The Father Love That Dare Not Speak Its Name

Angelo Agathangelou: Originally known by the title I presented above and more recently as 'The Real Love That Dare Not Speak Its Name', it has been too long since our fellow father's rights activist Sir Bob Geldof's attempt to begin to dissect the quagmire that is modern society with regards to the family and the misandric path taken by the now secret kangaroo UK family courts. Too long because after years of campaigning the situation is even worse for fathers today and it seems that all we [the global award winning fathers' rights campaign for several consecutive years 'F4J' and the wider movement that has carried the torch forward] have achieved is the solidification of the gynocentric feminist position. Therefore please find once again a copy of the abridged version below of an historic document, a damning marker of how very far it still remains for us to climb and must read for any in the movement.
***
A Sometimes Coherent Rant
BOB GELDOF
PROLOGUE
BECAUSE OF STATEMENTS I have made on TV and elsewhere, I was invited by the editors to participate in the seminars convened by the Cambridge Socio-Legal Group, and to write what can clearly only be a lay view for this book. If my contribution is of any use, it will be, I suppose, in the shape of the amateur absolutist and iconoclast. The kicking up of an impassioned, but informed, fuss is the role Nature seems to have assigned me. Family law is not my field of expertise but it is certainly my field of experience and like many, many men in this country, it left me feeling criminalised, belittled, worthless, powerless and irrelevant. I wrote this chapter very quickly, allowing those emotions to determine the outcome.
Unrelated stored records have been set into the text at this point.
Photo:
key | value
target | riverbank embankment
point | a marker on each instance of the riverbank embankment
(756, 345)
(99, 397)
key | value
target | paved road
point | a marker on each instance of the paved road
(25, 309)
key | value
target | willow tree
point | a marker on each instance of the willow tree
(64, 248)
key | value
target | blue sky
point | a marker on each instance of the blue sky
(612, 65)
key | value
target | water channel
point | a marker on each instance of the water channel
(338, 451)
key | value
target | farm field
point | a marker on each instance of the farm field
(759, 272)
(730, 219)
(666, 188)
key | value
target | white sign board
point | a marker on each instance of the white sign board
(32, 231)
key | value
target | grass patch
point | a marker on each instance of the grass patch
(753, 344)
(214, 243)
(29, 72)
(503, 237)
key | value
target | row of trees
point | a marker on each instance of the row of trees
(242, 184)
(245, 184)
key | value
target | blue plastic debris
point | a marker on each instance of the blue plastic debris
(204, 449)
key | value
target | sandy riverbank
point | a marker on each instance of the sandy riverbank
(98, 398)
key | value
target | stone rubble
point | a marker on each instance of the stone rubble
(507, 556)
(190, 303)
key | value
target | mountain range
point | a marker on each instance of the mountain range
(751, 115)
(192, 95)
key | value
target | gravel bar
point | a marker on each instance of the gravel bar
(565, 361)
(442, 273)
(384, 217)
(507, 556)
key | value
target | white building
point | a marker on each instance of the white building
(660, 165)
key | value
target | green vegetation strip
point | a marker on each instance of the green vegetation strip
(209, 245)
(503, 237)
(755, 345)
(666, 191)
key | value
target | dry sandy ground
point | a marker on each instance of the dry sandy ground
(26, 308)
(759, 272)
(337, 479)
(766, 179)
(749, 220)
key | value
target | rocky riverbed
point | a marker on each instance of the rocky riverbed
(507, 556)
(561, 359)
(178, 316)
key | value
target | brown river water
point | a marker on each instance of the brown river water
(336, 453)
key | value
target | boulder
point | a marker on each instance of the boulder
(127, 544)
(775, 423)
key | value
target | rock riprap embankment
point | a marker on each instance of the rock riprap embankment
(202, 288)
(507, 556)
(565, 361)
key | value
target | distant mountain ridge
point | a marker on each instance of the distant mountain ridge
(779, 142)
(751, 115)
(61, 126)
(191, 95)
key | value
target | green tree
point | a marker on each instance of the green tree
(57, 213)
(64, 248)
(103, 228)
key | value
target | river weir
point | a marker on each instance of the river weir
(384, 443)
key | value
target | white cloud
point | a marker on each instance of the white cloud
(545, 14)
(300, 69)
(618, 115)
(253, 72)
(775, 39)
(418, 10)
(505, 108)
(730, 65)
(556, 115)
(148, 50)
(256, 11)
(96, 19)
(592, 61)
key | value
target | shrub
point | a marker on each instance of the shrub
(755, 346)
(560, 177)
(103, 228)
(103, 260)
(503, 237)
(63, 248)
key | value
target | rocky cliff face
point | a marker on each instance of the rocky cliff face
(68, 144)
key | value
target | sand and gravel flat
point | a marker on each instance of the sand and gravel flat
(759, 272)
I had no idea, and did not even care, whether it made sense or had any basis in fact but it was all true, and was what I and thousands more had experienced and found wanting. I assumed that my eminent collaborators in this work would be embarrassed by me and unwittingly patronising. They were not. They were in fact hugely tolerant, sympathetic and often, to my dismay, in agreement with my inchoate groping towards the dark heart of this matter. I learned much from them.
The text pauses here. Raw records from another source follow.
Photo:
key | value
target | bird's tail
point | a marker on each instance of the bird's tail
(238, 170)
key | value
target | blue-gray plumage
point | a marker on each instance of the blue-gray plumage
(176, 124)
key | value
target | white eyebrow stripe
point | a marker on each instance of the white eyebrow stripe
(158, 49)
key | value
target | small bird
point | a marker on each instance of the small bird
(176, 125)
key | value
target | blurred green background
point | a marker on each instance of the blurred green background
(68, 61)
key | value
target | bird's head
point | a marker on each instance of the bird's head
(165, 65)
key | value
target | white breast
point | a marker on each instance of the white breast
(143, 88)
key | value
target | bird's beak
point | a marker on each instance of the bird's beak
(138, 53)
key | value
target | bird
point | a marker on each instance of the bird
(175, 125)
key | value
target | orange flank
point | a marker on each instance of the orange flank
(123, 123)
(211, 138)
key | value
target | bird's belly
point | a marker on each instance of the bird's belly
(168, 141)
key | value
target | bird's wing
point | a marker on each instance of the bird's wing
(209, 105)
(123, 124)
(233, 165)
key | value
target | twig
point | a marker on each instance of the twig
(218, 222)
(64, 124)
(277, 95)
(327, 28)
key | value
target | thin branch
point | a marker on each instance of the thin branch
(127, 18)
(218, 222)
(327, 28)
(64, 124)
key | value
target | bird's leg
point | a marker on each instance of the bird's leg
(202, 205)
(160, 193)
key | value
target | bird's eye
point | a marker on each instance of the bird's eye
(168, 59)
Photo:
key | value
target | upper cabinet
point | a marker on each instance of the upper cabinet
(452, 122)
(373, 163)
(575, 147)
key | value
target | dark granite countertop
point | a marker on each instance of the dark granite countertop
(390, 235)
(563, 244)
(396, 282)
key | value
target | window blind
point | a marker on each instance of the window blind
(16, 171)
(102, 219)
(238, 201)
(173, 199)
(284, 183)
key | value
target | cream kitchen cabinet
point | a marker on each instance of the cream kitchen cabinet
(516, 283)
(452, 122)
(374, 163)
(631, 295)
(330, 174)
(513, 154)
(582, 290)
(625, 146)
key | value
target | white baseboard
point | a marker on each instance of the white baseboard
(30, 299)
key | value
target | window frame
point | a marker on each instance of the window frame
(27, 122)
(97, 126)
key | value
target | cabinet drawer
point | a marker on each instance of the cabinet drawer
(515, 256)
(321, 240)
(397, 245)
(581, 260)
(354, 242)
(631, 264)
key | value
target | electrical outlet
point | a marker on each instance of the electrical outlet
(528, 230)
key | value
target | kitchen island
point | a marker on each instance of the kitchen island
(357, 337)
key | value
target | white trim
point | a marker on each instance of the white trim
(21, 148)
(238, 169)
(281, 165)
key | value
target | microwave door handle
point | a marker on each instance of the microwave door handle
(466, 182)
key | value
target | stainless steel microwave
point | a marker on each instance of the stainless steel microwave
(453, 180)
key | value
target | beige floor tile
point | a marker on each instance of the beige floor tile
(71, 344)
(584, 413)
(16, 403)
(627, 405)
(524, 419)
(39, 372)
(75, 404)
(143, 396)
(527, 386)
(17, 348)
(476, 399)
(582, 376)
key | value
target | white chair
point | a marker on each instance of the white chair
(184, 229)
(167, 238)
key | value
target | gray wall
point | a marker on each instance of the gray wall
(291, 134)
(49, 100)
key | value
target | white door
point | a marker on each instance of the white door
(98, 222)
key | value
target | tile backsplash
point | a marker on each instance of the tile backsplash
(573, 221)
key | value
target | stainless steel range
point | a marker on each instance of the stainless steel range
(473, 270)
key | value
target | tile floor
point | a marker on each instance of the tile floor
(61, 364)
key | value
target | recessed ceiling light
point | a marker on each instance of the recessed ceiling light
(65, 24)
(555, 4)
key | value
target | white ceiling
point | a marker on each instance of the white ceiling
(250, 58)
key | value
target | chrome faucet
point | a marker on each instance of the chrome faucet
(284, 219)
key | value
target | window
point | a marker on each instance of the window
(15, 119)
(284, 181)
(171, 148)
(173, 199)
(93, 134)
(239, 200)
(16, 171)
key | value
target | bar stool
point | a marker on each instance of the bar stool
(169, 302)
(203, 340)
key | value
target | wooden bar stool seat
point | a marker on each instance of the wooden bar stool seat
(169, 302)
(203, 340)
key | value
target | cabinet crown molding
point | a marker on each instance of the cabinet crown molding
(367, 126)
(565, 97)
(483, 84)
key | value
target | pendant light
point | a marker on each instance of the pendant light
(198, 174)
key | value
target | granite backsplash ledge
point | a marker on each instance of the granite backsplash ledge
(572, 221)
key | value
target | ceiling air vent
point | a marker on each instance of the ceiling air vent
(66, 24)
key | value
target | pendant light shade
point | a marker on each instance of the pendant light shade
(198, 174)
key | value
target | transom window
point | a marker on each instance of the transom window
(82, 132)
They sent me papers which put solid, researched fact behind my assumptions and observations. They argued amongst themselves, and with me, over parts of the piece. In the end, however, I have changed nothing because I believe still that what I wrote is true and just. Its emotional tone is what is required to change this hugely destructive assault on our personal lives, which in turn endangers this society through an onerous and disgraceful Family Law and the system that must implement it.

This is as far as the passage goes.